Le Yémen est souvent cité depuis que l'attention
des médias internationaux est braquée sur Al Qaïda
et les réseaux de l'islamisme radical. Les Etats-Unis
n'oublient pas l'attentat contre le USS Cole dans le
port d'Aden, le 12 octobre 2000 (17 victimes américaines),
et insistent beaucoup pour que le gouvernement yéménite
soutienne pleinement leur campagne contre le terrorisme. Il
semble que les autorités yéménites coopèrent,
malgré les frictions qui avaient surgi lors de l'enquête
sur l'affaire du Cole - frictions en partie provoquées
par l'attitude jugée arrogante des agents du FBI débarqués
alors en force au Yémen.
Depuis le 11 septembre, en revanche, la collaboration
semble s'être améliorée. Un groupe de soldats
des forces spéciales américaines entraînerait
depuis plusieurs semaines déjà l'unité
antiterroriste de l'armée yéménite.
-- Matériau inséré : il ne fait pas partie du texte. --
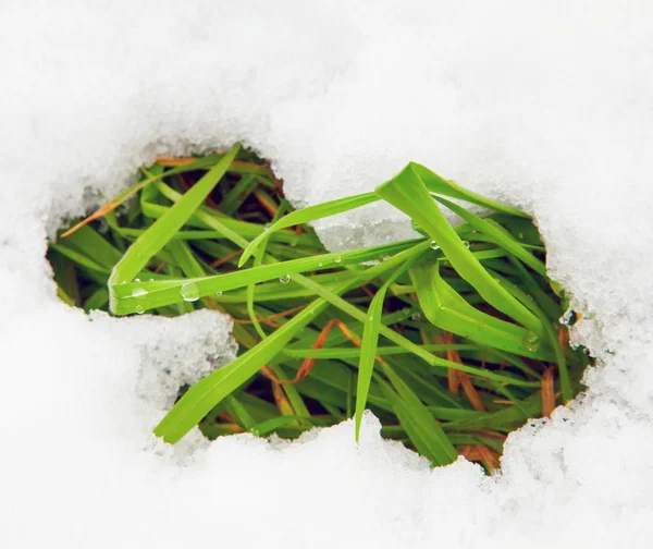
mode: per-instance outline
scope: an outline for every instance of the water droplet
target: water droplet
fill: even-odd
[[[528,332],[526,338],[523,338],[523,346],[534,353],[538,349],[540,349],[540,338],[537,333]]]
[[[180,290],[180,294],[184,301],[197,301],[199,300],[199,288],[195,282],[186,282]]]
[[[136,297],[138,301],[145,300],[146,295],[147,295],[147,290],[144,290],[143,288],[135,288],[132,291],[132,297]]]

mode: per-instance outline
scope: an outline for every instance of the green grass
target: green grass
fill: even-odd
[[[329,253],[307,224],[375,200],[422,236]],[[567,403],[590,364],[566,343],[567,300],[529,217],[416,163],[373,192],[292,211],[238,145],[160,159],[48,256],[70,305],[234,319],[236,361],[182,388],[156,426],[171,443],[196,425],[210,439],[296,438],[353,416],[358,440],[370,408],[384,437],[433,465],[464,454],[491,471],[506,435]]]

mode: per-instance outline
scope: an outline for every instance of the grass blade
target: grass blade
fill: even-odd
[[[336,213],[342,213],[343,211],[359,208],[360,206],[365,206],[366,204],[373,203],[378,199],[379,197],[374,193],[366,193],[361,195],[350,196],[347,198],[338,198],[337,200],[331,200],[328,203],[318,204],[316,206],[309,206],[307,208],[301,208],[300,210],[293,211],[292,213],[284,216],[274,224],[272,224],[272,227],[270,227],[266,233],[260,234],[254,241],[251,241],[249,246],[245,248],[245,252],[243,253],[238,263],[238,267],[243,267],[243,265],[245,265],[247,259],[249,259],[251,254],[254,254],[254,251],[259,246],[262,240],[266,239],[269,234],[272,234],[274,231],[286,229],[296,224],[308,223],[310,221],[315,221],[316,219],[335,216]]]
[[[456,271],[493,307],[543,334],[540,320],[504,290],[467,249],[456,231],[446,221],[427,187],[408,164],[398,175],[378,186],[375,193],[416,221],[442,248]]]

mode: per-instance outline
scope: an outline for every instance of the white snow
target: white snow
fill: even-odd
[[[651,21],[634,0],[2,2],[0,547],[643,546]],[[173,379],[233,356],[229,322],[88,318],[57,300],[46,237],[156,154],[236,139],[297,205],[416,160],[532,212],[587,313],[588,393],[514,434],[494,478],[429,471],[373,417],[360,448],[349,423],[155,440]],[[320,229],[333,248],[409,231],[389,207]]]

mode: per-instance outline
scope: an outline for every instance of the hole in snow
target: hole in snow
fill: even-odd
[[[482,227],[457,227],[457,254],[482,267],[481,285],[458,274],[432,235],[422,239],[419,260],[398,272],[403,263],[393,258],[415,241],[330,255],[309,225],[273,227],[292,207],[268,162],[241,149],[220,174],[223,156],[159,158],[141,170],[131,196],[69,235],[60,231],[48,251],[58,294],[70,305],[164,317],[210,309],[233,320],[241,356],[262,340],[274,349],[255,364],[258,374],[243,375],[241,386],[199,422],[209,439],[245,431],[292,439],[352,417],[359,362],[369,354],[375,358],[367,407],[384,437],[435,464],[463,454],[492,471],[512,430],[582,390],[590,358],[569,346],[568,327],[558,322],[578,316],[544,274],[545,249],[530,219],[504,211]],[[211,176],[218,182],[207,183]],[[190,195],[199,196],[199,207],[190,205]],[[239,271],[244,247],[261,234],[268,237],[245,269],[263,267]],[[285,261],[295,263],[275,266]],[[394,267],[365,276],[382,265]],[[130,273],[124,280],[123,272]],[[370,354],[367,344],[360,349],[374,316],[370,304],[393,272],[397,278],[377,313],[391,332],[382,329]],[[358,316],[337,303],[315,308],[316,283],[328,300],[341,293]],[[500,310],[488,286],[531,326]],[[289,330],[288,341],[270,343],[272,334]],[[160,375],[165,385],[172,373],[163,368]],[[195,381],[174,380],[182,385],[177,400]],[[193,398],[190,391],[186,400]]]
En
même temps, le gouvernement est désireux d'éviter
de provoquer des insurrections dans les zones contrôlées
par des clans bien armés: le pays a déjà
une histoire récente agitée.
C'est surtout l'implication de différents citoyens yéménites
dans des activités extrémistes au cours des dernières
années qui explique que le nom du pays revienne fréquemment
dans l'actualité: plusieurs détenus de Guantanamo
sont des Yéménites, des porteurs de passeports
yéménites se trouvaient également parmi
les suspects des attentats contre les ambassades américaines
au Kenya et en Tanzanie en 1998. Rappelons que la famille ben
Laden elle-même est d'origine yéménite:
le père du célèbre activiste avait immigré
en Arabie saoudite dans les années 1950. Les sympathisants
d'Oussama ben Laden ne manquent pas au Yémen (ce qui
ne signifie pas nécessairement des liens avec Al Qaïda).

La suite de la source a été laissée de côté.